Emmanuel Rodriguez outclassed previously unbeaten contender Gary Antonio Russell on the Wilder-Helenius undercard. Photo by Stephanie Trapp / TGP Promotions

“Emmanuel Rodriguez looked very good through 10 rounds, dropping Gary Antonio Russell before an ugly clash of heads sent this one to the cards,” said Wainwright. “Rodriguez was handily ahead to claim the technical decision. Rodriguez to No. 2 and Russell to drop to No. 7. There’s probably an argument that Rodriguez could go to No. 1.”

Replied Gray: “I like Rodriguez at No. 1. He just beat The Ring’s No. 4-rated contender, it’s that type of win.”

Ye Ole EIC agreed with Gray: “Rodriguez should take the No. 1 spot at bantamweight. He totally outclassed Russell. He should have had a decision victory over Reymart Gaballo. Plus he’s got the scalps of Jason Moloney and Paul Butler on his resume. There’s no shame in getting blitzed by Naoya Inoue.”

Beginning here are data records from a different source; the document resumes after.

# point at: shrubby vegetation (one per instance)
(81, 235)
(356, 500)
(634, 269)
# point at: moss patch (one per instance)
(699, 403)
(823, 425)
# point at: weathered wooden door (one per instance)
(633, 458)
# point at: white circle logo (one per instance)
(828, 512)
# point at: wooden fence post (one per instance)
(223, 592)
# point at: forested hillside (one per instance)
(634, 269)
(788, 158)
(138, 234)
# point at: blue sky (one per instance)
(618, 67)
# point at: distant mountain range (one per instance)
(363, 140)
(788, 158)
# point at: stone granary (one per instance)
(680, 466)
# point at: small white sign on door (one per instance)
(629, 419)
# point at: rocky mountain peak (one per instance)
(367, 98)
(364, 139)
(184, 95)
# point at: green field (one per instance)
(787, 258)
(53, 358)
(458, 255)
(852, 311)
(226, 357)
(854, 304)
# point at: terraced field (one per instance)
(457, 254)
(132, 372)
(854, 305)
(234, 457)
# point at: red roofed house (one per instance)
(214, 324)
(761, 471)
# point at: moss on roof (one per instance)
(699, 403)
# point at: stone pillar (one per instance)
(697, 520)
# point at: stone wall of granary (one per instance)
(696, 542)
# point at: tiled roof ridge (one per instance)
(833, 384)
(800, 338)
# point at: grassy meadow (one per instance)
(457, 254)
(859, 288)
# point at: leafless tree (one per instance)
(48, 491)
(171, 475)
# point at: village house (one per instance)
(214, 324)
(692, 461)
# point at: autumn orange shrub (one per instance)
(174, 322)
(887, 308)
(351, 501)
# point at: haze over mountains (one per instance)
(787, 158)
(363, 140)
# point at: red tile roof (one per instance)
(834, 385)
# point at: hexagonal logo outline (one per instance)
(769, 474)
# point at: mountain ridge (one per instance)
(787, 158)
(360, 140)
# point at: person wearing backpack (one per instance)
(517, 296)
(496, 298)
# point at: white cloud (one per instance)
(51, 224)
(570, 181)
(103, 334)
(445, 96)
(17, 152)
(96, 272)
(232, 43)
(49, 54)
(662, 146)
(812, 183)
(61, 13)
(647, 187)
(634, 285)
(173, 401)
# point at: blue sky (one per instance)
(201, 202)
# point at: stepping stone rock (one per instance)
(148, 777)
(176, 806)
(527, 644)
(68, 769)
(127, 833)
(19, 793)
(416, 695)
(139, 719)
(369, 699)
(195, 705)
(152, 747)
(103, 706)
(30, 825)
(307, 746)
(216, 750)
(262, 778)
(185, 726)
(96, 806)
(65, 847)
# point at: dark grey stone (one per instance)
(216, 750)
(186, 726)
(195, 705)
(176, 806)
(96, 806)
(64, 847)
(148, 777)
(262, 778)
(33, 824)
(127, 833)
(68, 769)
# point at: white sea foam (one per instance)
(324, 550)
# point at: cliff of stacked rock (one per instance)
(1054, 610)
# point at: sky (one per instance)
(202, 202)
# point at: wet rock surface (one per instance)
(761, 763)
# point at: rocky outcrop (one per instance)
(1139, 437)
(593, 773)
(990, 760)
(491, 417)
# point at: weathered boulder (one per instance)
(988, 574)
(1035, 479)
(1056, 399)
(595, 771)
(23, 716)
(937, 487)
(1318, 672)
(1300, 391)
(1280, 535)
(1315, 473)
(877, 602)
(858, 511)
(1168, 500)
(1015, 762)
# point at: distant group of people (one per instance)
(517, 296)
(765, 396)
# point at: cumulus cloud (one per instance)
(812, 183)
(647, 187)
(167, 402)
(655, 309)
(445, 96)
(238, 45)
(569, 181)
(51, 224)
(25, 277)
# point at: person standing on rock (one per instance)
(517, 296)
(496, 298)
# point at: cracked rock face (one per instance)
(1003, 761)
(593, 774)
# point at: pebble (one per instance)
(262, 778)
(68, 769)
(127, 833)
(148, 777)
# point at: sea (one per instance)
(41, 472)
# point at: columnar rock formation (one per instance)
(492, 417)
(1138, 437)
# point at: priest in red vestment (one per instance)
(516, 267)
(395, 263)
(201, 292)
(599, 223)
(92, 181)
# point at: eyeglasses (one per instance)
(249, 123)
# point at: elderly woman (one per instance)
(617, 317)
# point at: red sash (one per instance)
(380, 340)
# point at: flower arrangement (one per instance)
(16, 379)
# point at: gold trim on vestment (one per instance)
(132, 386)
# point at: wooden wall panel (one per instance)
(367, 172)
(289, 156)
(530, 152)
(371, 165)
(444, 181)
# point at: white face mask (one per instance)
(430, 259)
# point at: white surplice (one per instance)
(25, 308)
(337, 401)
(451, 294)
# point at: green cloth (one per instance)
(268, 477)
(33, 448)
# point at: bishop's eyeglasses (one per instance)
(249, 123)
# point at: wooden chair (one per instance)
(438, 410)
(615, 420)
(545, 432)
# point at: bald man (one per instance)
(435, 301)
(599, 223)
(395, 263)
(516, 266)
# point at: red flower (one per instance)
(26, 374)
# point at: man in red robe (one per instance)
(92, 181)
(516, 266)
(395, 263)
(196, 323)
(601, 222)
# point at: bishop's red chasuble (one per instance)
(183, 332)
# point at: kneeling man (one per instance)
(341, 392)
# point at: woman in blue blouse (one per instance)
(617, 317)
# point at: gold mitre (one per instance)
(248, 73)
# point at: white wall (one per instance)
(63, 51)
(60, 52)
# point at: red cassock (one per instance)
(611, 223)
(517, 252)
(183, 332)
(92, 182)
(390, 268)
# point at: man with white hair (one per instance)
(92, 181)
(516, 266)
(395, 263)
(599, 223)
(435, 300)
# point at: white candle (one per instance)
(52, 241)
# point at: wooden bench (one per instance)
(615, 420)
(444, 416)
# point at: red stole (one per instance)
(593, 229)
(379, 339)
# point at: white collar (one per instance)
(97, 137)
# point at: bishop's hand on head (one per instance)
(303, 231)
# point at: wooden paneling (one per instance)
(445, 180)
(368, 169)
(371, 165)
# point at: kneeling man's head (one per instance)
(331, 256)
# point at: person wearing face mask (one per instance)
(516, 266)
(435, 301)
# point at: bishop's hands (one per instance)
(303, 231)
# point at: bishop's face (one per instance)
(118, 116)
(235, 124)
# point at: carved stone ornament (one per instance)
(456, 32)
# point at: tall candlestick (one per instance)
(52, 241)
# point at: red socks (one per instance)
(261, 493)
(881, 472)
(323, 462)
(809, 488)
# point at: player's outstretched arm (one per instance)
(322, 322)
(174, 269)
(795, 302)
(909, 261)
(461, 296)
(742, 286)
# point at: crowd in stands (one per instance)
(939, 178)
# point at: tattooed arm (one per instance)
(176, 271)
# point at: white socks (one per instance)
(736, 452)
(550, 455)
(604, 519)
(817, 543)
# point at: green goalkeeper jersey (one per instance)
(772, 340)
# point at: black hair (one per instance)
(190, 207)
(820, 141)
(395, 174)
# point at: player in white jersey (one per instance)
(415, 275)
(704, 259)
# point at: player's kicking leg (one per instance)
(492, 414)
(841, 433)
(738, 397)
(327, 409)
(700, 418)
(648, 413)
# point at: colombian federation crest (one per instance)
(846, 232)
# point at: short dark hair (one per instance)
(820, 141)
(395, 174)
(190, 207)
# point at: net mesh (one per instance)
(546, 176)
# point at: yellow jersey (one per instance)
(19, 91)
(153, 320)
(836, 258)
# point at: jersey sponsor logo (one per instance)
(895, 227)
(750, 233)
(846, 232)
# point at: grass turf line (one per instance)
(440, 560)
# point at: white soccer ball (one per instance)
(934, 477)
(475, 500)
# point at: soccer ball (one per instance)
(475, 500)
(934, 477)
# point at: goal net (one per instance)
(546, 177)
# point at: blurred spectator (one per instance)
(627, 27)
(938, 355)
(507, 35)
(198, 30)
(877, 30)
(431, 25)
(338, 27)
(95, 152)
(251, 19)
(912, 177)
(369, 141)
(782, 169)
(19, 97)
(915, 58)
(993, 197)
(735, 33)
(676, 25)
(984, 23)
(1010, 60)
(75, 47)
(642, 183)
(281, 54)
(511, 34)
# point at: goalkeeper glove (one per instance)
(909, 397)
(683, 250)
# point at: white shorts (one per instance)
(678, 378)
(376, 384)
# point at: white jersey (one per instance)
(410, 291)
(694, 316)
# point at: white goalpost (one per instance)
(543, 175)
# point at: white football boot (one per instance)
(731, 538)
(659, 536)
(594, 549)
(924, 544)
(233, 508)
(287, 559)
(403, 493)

Added Mulcahey: “Emmanuel Rodriguez surprised me. I thought he would give Russell problems early then fade… but Russell never found a solution and kept running into big punches. Rodriguez to No. 1 and Russell to drop to No. 7 is good. I think people will write him off too soon and he should rebound as I still see him as having title talent. Love Jason Moloney’s attitude and the way he bounced back from setbacks, and he did last five more rounds with Inoue, but head-to-head tells the tale… even though that was a very close fight.”

Added Daisuke: “Not much to add, but I like Rodriguez to No. 1 too. Such a busy weekend with a lot of notable fights but I thought the win by Rodriguez was one of the most impressive performances against an undefeated rising contender.”

Added Wainwright: “I was very impressed by E-Rod. I really didn’t know what he had left. He told me in the story I had on him before the fight that Russell was ‘basic’ and Rodriguez was able to make him look that way. I have no problem with him going to No. 1 given points pointed out by others before, his resume, quality win over No. 5, and, like Doug said, he should have had the win over Gaballo. The Inoue loss was kind of like losing to Shakur at 130.”

Junior bantamweight – Fernando Martinez remains at No. 4 following a rematch unanimous decision over Jerwin Ancajas, who drops to No. 10. Andrew Moloney advances to No. 9 after scoring a 10-round unanimous decision over unrated Dominican veteran Norbelto Jimenez.

“Slow start for Fernando Martinez but can’t knock the end result with that constant pressure and awkward angles,” said Mulcahey. “Proves he is no fluke, but I agree that he can’t rise above (No. 3-rated) Bam Rodriguez, who is having an amazing year. Ancajas looks on his last legs, still retains muscle memory but a bit of spent force unless Martinez is just a guy who has his number? So No. 10 is a good spot for Ancajas, who can prove himself worthy of it against someone else.”